Applies a transformation function to a module and optionally to its child modules.

Parameters:
  • module – nn.Module The module to which the function will be applied.

  • func – ModuleFunc The function that will be applied to the module.

  • recurse – bool, optional Whether to apply the function recursively to child modules.

  • leaf_only – bool, optional Whether to apply the function only to modules without parameters.

  • transformed_modules – set, optional A set to keep track of modules that have already been transformed.

  • **kwargs – dict Additional keyword arguments that will be passed to the transformation function.

Returns:

nn.Module The transformed module.

bridge.peft.walk_utils._map_module_list(
module_list: bridge.peft.walk_utils._TModule,
func: bridge.peft.walk_utils.ModuleFunc,
recurse=False,
leaf_only=False,
transformed_modules=None,
**kwargs,
) bridge.peft.walk_utils._TModule#

Apply a transformation function to a list of modules.

bridge.peft.walk_utils._map_module_dict(
module_dict: bridge.peft.walk_utils._TModule,
func: bridge.peft.walk_utils.ModuleFunc,
recurse: bool = False,
leaf_only: bool = False,
transformed_modules=None,
**kwargs,
) bridge.peft.walk_utils._TModule#

Applies a transformation function to a ModuleDict of modules.

Parameters:
  • module_dict – nn.ModuleDict The ModuleDict of modules to which the function will be applied.

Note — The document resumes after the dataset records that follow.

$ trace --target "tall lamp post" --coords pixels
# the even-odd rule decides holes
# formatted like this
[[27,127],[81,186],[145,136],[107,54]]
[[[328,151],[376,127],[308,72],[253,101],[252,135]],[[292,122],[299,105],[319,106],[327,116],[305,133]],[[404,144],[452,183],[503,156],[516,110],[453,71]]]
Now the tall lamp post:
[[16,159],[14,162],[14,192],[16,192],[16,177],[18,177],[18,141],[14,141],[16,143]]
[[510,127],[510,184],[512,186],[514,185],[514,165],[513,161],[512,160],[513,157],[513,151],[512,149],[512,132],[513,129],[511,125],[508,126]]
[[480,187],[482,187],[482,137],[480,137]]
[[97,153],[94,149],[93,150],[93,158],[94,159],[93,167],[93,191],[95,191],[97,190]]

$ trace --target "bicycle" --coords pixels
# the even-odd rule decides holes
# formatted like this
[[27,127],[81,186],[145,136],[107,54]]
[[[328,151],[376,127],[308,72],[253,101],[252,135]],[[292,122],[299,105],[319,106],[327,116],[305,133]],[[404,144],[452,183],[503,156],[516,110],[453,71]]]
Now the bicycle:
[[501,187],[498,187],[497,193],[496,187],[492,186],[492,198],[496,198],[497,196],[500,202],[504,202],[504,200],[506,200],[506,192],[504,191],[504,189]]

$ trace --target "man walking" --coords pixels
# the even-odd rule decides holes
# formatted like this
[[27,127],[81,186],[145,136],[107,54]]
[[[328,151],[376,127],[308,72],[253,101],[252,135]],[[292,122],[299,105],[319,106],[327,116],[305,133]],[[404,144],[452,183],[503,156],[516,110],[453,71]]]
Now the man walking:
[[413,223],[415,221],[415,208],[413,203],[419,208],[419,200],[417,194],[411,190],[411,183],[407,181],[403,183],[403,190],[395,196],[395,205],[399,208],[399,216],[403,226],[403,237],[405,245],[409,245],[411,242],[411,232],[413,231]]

  • func – ModuleFunc The function that will be applied to the modules.

  • recurse – bool, optional Whether to apply the function recursively to child modules.

  • leaf_only – bool, optional Whether to apply the function only to modules without parameters.

  • **kwargs – dict Additional keyword arguments that will be passed to the transformation function.

Returns:

nn.ModuleDict The ModuleDict of transformed modules.

bridge.peft.walk_utils._create_list_wrapper(module_list, to_add)#

Create a wrapper for a list of modules, preserving the original type.

bridge.peft.walk_utils._get_func_kwargs(func, **kwargs)#

Extract kwargs that match the function signature.